Top UK Science Councellor carries many hats

Published on March 2, 2010

According to The Times, the British Government’s top science advisor and his wife owns a consulting firm which manages fisheries that zoologists say is catching tens of thousands threatened fish in the Indian Ocean.

Professor John Beddington and his wife are sole shareholders in, and last year made some 550,000 euros from, the Marine Resources Assessment Group (MRAG), which manages fisheries and provides specialist advise on a global basis.

A report from the Zoological Society of London (ZSL), which manages London Zoo, now claims that commercial fishing managed by his company in the Chagos archipelago off the Maldives is “almost certainly having detrimental effects on the ecosystem”.
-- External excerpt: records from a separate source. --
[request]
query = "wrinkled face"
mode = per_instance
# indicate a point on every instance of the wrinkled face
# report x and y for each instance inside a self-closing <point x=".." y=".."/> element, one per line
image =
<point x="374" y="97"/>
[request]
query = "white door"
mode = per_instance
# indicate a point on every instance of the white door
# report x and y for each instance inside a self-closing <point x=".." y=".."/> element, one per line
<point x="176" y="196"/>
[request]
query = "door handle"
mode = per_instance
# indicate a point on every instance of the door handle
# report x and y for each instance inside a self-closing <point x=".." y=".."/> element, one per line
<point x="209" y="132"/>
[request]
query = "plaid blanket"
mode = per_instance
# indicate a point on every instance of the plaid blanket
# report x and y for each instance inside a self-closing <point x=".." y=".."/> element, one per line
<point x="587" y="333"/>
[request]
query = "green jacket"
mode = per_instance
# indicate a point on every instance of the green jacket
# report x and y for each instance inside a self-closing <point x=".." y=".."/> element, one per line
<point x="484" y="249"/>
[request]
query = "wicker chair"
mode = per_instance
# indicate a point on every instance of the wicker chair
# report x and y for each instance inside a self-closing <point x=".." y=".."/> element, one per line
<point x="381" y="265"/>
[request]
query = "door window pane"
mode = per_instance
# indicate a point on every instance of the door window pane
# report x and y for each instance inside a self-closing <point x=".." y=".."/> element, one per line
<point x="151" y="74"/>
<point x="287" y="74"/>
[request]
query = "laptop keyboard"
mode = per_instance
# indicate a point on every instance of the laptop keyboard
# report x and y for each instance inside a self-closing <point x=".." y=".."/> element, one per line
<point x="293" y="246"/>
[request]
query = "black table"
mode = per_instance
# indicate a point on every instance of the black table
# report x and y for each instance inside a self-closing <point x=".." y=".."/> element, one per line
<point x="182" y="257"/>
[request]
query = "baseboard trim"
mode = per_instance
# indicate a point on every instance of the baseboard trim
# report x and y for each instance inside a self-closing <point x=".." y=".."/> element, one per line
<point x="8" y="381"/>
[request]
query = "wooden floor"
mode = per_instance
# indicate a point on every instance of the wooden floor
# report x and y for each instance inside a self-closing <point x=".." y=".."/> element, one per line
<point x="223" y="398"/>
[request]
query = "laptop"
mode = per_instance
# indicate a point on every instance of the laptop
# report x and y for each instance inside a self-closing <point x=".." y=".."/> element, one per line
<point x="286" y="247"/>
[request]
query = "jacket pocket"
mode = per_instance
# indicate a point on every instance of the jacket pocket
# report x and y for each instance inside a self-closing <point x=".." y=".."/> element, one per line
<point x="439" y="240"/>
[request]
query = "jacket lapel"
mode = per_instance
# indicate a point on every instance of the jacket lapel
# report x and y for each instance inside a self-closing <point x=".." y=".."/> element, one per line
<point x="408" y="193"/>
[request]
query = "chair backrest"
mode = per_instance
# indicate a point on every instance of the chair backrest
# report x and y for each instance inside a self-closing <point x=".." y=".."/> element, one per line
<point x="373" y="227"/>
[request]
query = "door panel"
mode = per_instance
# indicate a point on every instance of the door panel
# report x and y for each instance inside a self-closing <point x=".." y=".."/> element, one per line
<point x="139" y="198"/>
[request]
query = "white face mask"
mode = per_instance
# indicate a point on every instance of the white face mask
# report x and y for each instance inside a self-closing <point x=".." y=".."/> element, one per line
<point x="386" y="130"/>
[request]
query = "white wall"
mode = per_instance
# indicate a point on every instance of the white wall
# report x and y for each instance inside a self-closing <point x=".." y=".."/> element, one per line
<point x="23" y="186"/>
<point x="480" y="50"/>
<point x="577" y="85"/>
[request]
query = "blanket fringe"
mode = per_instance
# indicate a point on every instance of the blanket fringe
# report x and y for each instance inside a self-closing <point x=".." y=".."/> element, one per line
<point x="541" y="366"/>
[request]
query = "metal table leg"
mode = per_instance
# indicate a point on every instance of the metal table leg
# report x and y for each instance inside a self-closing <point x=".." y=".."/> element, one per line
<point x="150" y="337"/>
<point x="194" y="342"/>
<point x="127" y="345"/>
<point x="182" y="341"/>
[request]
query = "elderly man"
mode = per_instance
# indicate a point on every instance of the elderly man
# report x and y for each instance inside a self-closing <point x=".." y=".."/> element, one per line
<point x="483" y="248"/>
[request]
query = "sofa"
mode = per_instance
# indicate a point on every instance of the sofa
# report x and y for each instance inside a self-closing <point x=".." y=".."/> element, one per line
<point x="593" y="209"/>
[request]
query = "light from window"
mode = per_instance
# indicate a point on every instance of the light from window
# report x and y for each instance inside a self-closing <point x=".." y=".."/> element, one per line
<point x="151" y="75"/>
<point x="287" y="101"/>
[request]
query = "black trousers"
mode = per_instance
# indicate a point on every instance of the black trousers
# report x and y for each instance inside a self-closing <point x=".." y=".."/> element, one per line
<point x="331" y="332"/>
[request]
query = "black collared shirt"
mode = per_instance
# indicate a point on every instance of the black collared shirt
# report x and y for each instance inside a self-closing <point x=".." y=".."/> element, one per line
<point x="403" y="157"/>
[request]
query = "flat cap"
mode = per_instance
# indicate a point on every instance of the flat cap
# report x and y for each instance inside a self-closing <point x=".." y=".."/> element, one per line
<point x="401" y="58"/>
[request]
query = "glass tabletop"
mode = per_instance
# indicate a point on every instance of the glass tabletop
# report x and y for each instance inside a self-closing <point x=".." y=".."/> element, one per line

The Chagos archipelago consists of about 55 islands in British territorial water south of the Maldives, and The Foreign Office awarded MRAG a contract to manage commercial fishing around the islands in 2005.

The recent ZSL report claims that tens of thousands of ray fish and sharks, described as vulnerable or “near threatened” species, have been caught in these waters by trawlers, primarily as bycatch from tuna fisheries.

“You can’t say it is a well-managed fishery,” Heather Koldeway, the report’s author, told The Times. “The amount of bycatch is immense and there are species in it which are threatened.”

As the Government’s chief scientific advisor, Beddington has warned against overfishing, but MRAG is now opposing plans from Foreign secretary David Miliband to ban fishing in the area and establish it as one of the world’s largest marine reserves.